A small ball of mass m is placed on top of a large ball of mass 3m. Both balls are dropped simultaneously from a height h = 5.50 m as shown in the figure. Assuming the radius of the large ball and small are small and thus negligible in comparison to the height they are being dropped meaning the small ball has the same speed the large ball has when it hits the ground. If the large ball rebounds elastically from the floor, collides with the small ball, stops and then the small ball rebounds elastically from the large ball, find the maximum height the small reaches. Hint: Model all collisions as perfectly elastic.

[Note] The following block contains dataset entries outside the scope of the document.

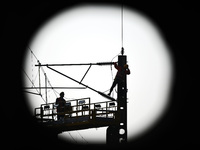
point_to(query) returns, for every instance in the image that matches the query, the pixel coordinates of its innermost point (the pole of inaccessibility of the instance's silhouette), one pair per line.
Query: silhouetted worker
(61, 105)
(119, 76)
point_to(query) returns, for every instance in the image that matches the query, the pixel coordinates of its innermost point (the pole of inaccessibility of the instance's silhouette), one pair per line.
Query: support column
(118, 134)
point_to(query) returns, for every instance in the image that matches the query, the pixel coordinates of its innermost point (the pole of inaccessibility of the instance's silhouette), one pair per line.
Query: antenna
(122, 27)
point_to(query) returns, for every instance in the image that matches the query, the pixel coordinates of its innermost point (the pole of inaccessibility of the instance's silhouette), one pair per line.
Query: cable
(122, 24)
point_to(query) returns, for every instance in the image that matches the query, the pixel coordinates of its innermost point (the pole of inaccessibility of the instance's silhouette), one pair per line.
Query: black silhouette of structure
(82, 114)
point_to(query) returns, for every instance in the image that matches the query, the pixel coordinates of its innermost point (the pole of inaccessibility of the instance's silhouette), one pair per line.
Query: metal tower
(117, 134)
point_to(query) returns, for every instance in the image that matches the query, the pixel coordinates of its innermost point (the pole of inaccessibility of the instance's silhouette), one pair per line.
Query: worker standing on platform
(60, 102)
(119, 76)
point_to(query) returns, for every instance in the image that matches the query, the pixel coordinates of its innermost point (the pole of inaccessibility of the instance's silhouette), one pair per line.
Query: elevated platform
(79, 114)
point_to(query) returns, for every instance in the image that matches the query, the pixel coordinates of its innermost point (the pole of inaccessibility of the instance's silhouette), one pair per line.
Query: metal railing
(77, 108)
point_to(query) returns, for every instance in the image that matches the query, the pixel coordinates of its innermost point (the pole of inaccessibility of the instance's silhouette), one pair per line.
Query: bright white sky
(90, 34)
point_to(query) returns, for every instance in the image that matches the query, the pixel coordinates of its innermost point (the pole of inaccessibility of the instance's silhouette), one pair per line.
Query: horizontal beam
(100, 63)
(54, 87)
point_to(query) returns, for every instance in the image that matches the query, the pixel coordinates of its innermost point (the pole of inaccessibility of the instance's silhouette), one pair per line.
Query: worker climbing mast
(118, 133)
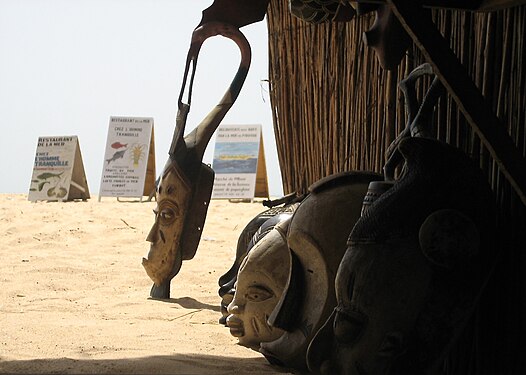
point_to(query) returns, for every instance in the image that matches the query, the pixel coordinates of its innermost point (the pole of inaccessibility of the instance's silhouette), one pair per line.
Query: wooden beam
(469, 5)
(467, 96)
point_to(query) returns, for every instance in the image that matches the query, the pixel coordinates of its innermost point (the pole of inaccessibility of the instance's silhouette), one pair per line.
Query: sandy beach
(74, 297)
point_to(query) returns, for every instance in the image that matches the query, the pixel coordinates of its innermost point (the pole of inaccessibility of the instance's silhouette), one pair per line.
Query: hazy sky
(66, 66)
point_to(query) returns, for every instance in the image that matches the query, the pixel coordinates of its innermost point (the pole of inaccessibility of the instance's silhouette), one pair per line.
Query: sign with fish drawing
(129, 158)
(239, 163)
(58, 171)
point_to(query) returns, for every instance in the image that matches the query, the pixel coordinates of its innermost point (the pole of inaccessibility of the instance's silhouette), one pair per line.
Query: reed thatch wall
(335, 109)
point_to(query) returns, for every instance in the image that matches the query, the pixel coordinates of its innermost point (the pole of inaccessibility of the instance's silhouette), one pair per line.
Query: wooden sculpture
(185, 186)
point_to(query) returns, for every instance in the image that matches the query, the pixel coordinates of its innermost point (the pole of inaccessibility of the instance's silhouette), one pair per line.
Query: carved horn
(198, 139)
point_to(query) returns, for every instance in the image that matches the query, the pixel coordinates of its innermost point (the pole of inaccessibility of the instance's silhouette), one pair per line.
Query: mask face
(380, 289)
(173, 196)
(413, 269)
(260, 283)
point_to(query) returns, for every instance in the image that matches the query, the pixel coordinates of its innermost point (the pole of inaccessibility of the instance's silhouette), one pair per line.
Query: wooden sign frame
(239, 163)
(129, 163)
(58, 171)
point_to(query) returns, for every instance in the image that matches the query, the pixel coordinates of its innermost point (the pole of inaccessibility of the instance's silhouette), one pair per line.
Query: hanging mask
(186, 185)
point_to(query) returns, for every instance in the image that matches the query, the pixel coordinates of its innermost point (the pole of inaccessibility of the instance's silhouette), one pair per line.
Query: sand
(74, 297)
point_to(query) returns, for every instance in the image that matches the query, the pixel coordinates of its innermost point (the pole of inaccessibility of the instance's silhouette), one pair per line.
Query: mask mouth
(271, 357)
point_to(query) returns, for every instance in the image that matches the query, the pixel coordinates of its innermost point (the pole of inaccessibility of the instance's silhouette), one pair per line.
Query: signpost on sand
(58, 171)
(239, 163)
(129, 161)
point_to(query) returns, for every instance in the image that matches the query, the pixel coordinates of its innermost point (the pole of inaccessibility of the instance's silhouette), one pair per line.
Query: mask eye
(258, 293)
(167, 216)
(348, 326)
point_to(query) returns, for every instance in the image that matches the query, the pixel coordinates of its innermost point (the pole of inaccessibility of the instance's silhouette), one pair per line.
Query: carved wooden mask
(415, 265)
(260, 283)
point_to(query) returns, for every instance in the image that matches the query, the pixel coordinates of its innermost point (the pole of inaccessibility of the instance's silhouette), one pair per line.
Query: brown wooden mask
(186, 185)
(261, 280)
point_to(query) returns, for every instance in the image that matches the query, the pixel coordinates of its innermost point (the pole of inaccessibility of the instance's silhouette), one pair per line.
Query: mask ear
(449, 238)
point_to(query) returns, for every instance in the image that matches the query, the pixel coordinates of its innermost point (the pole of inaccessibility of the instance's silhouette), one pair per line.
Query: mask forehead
(173, 197)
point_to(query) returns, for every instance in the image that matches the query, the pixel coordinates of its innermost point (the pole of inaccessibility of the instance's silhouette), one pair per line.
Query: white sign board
(235, 163)
(126, 157)
(58, 171)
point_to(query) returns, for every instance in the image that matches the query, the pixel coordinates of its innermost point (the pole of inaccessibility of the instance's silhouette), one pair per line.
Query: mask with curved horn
(185, 186)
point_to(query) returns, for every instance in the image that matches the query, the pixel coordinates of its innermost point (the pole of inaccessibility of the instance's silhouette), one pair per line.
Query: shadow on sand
(189, 303)
(179, 364)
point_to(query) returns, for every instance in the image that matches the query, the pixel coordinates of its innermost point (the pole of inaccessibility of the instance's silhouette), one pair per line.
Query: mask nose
(320, 349)
(152, 235)
(155, 234)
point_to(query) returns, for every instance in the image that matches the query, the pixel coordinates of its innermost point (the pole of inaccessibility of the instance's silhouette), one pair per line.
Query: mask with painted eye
(260, 283)
(173, 195)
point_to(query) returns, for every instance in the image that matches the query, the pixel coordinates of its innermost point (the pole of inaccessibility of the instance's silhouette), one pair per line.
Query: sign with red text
(129, 158)
(58, 171)
(239, 161)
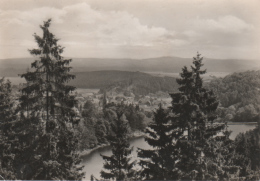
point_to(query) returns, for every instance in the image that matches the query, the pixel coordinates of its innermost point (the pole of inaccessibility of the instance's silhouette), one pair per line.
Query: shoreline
(136, 134)
(239, 123)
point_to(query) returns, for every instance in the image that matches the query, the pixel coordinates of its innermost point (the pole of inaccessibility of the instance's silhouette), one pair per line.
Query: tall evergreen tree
(7, 139)
(194, 109)
(50, 112)
(119, 165)
(158, 163)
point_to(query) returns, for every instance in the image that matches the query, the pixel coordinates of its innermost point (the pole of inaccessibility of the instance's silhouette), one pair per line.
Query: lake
(94, 163)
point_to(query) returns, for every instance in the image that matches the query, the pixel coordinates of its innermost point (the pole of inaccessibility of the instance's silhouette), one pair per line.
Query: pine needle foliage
(48, 115)
(197, 137)
(7, 139)
(158, 163)
(119, 166)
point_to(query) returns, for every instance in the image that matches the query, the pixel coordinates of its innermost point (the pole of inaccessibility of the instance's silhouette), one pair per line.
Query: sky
(134, 28)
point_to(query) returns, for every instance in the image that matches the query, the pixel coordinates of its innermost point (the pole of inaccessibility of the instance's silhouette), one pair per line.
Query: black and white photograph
(127, 90)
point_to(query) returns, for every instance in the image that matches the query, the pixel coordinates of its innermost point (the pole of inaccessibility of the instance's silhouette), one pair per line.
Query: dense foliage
(238, 94)
(7, 134)
(247, 149)
(118, 166)
(120, 81)
(95, 124)
(158, 163)
(45, 130)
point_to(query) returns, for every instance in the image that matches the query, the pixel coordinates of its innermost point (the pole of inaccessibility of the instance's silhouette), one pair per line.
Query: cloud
(86, 25)
(120, 28)
(224, 24)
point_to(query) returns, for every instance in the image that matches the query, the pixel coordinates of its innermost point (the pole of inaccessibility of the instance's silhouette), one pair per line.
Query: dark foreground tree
(158, 162)
(119, 165)
(47, 140)
(7, 118)
(197, 138)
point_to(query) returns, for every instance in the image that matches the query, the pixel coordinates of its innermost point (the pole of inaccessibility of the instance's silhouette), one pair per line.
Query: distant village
(147, 103)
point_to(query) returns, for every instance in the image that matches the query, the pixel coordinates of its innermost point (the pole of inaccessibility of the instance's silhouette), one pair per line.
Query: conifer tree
(158, 163)
(119, 165)
(7, 118)
(194, 132)
(50, 118)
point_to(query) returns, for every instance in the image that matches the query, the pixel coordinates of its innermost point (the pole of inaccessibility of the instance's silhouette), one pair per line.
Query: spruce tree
(7, 139)
(158, 163)
(118, 166)
(194, 109)
(50, 117)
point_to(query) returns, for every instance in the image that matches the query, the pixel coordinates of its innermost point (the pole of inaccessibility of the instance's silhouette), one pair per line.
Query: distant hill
(13, 67)
(124, 81)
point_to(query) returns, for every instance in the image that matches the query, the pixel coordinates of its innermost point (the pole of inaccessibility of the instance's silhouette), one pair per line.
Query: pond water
(93, 162)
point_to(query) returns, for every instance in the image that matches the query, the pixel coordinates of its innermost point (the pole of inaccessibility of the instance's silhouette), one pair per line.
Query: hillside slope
(135, 82)
(13, 67)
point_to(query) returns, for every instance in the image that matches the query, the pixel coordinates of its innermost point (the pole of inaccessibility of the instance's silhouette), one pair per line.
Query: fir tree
(7, 118)
(118, 166)
(194, 109)
(50, 114)
(158, 163)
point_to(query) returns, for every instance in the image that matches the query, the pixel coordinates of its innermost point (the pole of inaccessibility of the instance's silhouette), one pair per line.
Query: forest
(42, 131)
(238, 94)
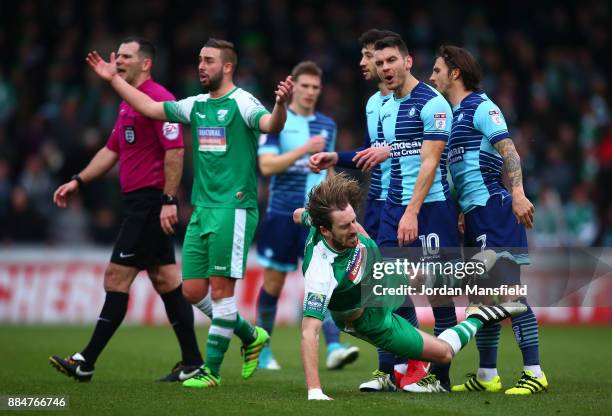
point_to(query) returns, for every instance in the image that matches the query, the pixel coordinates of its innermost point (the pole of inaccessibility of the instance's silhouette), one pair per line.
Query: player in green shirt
(338, 265)
(225, 125)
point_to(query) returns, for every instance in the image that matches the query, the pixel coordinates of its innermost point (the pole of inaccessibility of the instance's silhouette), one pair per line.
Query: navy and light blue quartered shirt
(475, 165)
(421, 115)
(289, 189)
(380, 176)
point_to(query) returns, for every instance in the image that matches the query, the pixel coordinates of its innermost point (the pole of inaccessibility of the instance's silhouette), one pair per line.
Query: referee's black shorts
(142, 242)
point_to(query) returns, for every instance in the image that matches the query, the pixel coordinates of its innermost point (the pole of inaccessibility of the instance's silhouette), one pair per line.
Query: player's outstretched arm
(408, 228)
(271, 164)
(101, 163)
(322, 160)
(274, 122)
(521, 206)
(140, 101)
(311, 327)
(367, 159)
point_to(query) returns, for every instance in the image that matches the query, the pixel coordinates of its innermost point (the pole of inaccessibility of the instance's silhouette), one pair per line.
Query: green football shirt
(225, 134)
(333, 279)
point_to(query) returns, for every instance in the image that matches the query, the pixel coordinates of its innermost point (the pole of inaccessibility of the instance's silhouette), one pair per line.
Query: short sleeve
(179, 111)
(113, 140)
(250, 109)
(269, 144)
(319, 285)
(437, 118)
(489, 120)
(331, 143)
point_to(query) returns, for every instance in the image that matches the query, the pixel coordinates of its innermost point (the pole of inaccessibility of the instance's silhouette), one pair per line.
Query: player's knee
(273, 283)
(192, 294)
(447, 356)
(115, 280)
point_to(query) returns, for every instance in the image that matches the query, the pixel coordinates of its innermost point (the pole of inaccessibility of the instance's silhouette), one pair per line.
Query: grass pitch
(577, 362)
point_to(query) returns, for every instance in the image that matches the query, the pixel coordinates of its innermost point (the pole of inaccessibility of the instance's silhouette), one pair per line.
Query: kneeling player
(337, 264)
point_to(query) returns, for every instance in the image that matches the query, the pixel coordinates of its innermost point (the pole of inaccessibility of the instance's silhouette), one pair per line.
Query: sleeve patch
(495, 117)
(440, 121)
(170, 130)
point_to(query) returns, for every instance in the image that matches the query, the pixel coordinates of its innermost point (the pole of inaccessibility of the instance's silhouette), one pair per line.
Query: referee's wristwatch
(169, 200)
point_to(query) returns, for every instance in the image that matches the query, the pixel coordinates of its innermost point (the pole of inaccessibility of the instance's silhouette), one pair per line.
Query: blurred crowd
(547, 66)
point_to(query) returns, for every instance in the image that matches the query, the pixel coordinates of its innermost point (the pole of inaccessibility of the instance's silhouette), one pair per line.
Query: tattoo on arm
(512, 161)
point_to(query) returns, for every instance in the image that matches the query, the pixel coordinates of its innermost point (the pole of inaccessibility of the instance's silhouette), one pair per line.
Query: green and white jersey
(225, 133)
(333, 279)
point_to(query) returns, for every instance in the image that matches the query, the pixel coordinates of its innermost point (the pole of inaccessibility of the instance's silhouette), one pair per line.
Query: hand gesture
(523, 210)
(284, 90)
(322, 161)
(315, 144)
(168, 217)
(408, 228)
(105, 70)
(367, 159)
(60, 196)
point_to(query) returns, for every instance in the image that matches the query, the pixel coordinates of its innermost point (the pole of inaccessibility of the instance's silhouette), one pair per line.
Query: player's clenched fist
(284, 90)
(105, 70)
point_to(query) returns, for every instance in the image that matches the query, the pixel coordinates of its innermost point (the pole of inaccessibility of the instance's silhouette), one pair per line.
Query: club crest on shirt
(440, 121)
(170, 130)
(129, 134)
(221, 114)
(495, 117)
(354, 267)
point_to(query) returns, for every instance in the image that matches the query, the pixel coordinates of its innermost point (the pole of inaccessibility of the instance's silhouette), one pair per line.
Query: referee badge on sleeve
(129, 134)
(170, 130)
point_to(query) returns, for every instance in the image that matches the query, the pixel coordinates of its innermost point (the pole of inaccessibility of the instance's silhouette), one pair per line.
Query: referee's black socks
(113, 312)
(180, 315)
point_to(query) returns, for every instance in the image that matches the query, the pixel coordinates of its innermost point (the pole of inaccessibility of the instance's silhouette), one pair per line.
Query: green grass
(577, 361)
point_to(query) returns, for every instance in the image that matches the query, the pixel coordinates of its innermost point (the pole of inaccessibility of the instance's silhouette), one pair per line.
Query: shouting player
(479, 147)
(225, 127)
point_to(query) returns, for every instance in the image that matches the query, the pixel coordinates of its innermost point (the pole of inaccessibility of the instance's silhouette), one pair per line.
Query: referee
(150, 156)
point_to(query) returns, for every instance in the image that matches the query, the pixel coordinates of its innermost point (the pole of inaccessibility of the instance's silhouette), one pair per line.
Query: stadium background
(547, 65)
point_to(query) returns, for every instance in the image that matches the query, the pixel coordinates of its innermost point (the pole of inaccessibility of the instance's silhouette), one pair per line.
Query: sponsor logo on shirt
(314, 302)
(354, 266)
(221, 114)
(440, 121)
(129, 134)
(402, 149)
(212, 139)
(495, 117)
(170, 130)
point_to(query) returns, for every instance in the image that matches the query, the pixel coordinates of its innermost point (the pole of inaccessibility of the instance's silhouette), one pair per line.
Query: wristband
(169, 200)
(77, 178)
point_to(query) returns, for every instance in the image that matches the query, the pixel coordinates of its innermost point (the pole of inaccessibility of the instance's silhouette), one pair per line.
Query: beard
(213, 83)
(346, 242)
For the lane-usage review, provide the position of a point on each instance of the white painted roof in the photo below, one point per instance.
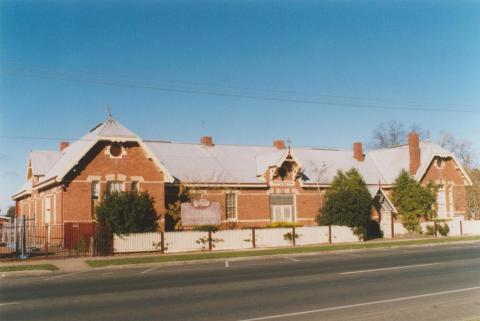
(43, 160)
(321, 165)
(109, 130)
(197, 163)
(236, 164)
(390, 161)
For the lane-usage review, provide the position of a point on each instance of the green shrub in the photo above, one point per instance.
(443, 229)
(430, 230)
(283, 224)
(103, 238)
(413, 201)
(441, 226)
(348, 203)
(128, 212)
(289, 236)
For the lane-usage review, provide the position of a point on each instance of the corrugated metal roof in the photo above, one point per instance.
(236, 164)
(390, 161)
(110, 129)
(43, 160)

To solve this problem, we need to understand the concept of conservation of momentum and conservation of kinetic energy.
First, let's consider the collision between the large ball and the small ball. Since the collision is elastic, the total momentum and total kinetic energy are conserved.
Let the velocity of the large ball before the collision be v1 and the velocity of the small ball before the collision be v2. After the collision, the small ball comes to rest and the large ball rebounds with the same speed.
Conservation of momentum:
m * v1 + 3m * (-v1) = 0 (since v2 = 0)
v1 = 0
Conservation of kinetic energy:
(1/2) * m * v1^2 + (1/2) * 3m * v1^2 = (1/2) * m * 0 + (1/2) * 3m * v3^2
v3 = v1 = 0
Now, let's consider the motion of the small ball after the collision. The small ball will rebound with a certain speed v3 and reach a maximum height.
Using the conservation of energy, we can equate the initial kinetic energy (due to velocity v3) with the potential energy at the maximum height.
Initial kinetic energy:
(1/2) * m * v3^2
Potential energy at maximum height:
(1/2) * m * g * h_max, where h_max is the maximum height reached by the small ball and g is the acceleration due to gravity.
Equating the two, we have:
(1/2) * m * v3^2 = (1/2) * m * g * h_max
Canceling m and simplifying, we get:
v3^2 = g * h_max
Taking the square root, we have:
v3 = √(g * h_max)
Substituting the value of g (approximately 9.8 m/s^2), we have:
v3 = √(9.8 * h_max)
Since we know that v3 = 0 (as the small ball comes to rest at maximum height), we can solve for h_max:
0 = √(9.8 * h_max)
Squaring both sides and rearranging, we have:
0 = 9.8 * h_max
Thus, the maximum height reached by the small ball is 0.
In this scenario, the small ball does not reach any maximum height after colliding elastically with the large ball.